Thanks for the message of support.

M xxxxx


----------



## ikklesmiler (Jul 19, 2007)

oh honey
i am so sorry     
take a couple of months out now to get your body back to some sort of normality after all the drugs (I have started a new cycle within a month of a failed one and i wish i hadnt now)

go have your good cry hun, it will do you good.

good luck for next time hunnie.

Ann Marie xxxxxxxxxxx


----------



## Loubie101 (Aug 20, 2005)

Hi, just wanted to say hello and welcome to FF 

I'm really sorry to hear about the delay in your treatment, I hope you get some good news soon xx


----------



## Caz (Jul 21, 2002)

Hello Milky, welcome to Fertility Friends. 

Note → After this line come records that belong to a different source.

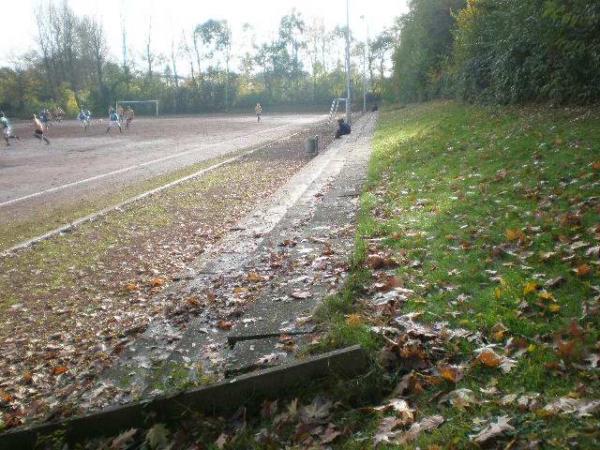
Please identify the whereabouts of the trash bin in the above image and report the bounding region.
[304,136,319,156]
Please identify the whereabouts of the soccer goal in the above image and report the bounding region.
[115,100,159,117]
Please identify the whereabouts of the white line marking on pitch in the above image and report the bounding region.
[0,131,301,257]
[0,125,296,208]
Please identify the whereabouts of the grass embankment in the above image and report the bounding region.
[321,103,600,448]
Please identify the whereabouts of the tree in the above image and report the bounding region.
[393,0,466,101]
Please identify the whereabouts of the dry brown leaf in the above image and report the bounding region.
[477,349,502,367]
[217,319,233,331]
[246,272,267,283]
[346,314,363,328]
[523,281,539,295]
[150,277,165,287]
[52,366,69,376]
[505,228,526,242]
[125,283,140,292]
[575,264,592,278]
[543,397,600,417]
[469,416,514,444]
[440,388,477,409]
[438,365,465,383]
[290,289,312,300]
[110,428,138,450]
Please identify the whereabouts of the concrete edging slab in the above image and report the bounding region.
[0,345,369,450]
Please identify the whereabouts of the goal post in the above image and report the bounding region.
[115,100,159,117]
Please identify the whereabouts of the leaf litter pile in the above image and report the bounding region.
[324,103,600,449]
[75,102,600,450]
[0,122,336,430]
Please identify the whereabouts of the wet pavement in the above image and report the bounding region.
[102,114,377,402]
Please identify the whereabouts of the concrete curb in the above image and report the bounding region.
[0,345,369,450]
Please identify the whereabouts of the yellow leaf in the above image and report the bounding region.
[346,314,362,327]
[477,349,502,367]
[438,366,464,383]
[523,281,538,295]
[548,303,560,313]
[505,228,525,242]
[494,288,502,300]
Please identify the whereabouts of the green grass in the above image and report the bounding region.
[19,102,600,450]
[319,102,600,448]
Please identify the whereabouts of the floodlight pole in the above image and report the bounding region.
[360,14,369,114]
[346,0,352,125]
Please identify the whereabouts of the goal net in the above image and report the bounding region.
[115,100,158,117]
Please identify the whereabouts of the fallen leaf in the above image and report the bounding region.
[575,264,592,278]
[538,290,555,301]
[125,283,140,292]
[290,289,312,300]
[110,428,137,450]
[548,303,560,314]
[439,388,477,409]
[469,416,514,444]
[346,314,363,328]
[52,366,69,376]
[523,281,539,295]
[438,365,465,383]
[299,396,333,423]
[150,277,165,287]
[543,397,600,417]
[505,228,526,242]
[246,272,267,283]
[477,349,502,367]
[373,398,415,425]
[394,416,444,445]
[217,319,233,331]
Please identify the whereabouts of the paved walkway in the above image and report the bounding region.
[104,114,377,401]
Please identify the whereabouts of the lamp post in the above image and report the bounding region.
[360,14,369,114]
[346,0,352,125]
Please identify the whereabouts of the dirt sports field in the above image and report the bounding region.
[0,114,326,227]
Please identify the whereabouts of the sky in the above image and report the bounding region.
[0,0,407,72]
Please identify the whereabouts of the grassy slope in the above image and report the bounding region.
[21,102,600,449]
[328,103,600,448]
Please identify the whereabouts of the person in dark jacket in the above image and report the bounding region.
[335,119,352,139]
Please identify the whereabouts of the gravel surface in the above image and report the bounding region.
[0,114,325,225]
[0,121,338,428]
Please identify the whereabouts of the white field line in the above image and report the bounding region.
[0,125,298,208]
[0,131,302,257]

Sorry to hear you are on the knifedge over possibe cancellation  I can understand how frustrating it must feel for you. OHSS iss not pretty though and, better to cancel if necessary, than risk the pain and discomfort that goes with it.
Ikklesmier has already given you some absolutely fab advice about what you can do to help yourself. Definitely ask about coasting and also make sure you keep your fluids up (at least 3 litres a day) and protien. You may yet be able to salvage this cycle or, at least EC (possibly to have to freeze them for a FEt cycle later so not completely wasted time.  Check this link out for more info on OHSS:

*Links For Info In OHSS ~ * CLICK HERE 

And here's some more links you might want to check out:

*What Every New Member Needs To Know ~ *   CLICK HERE

*Words, Meanings & Jargon ~ *CLICK HERE

*Unexplained ~*CLICK HERE

*IVF General ~ *CLICK HERE

*Girl & Boy talk - Community board ~ *CLICK HERE

You can also "meet" and chat with people in your local area through the *Location boards*. This is especially useful to find people who may be using the same clinic and or in the same PCT area.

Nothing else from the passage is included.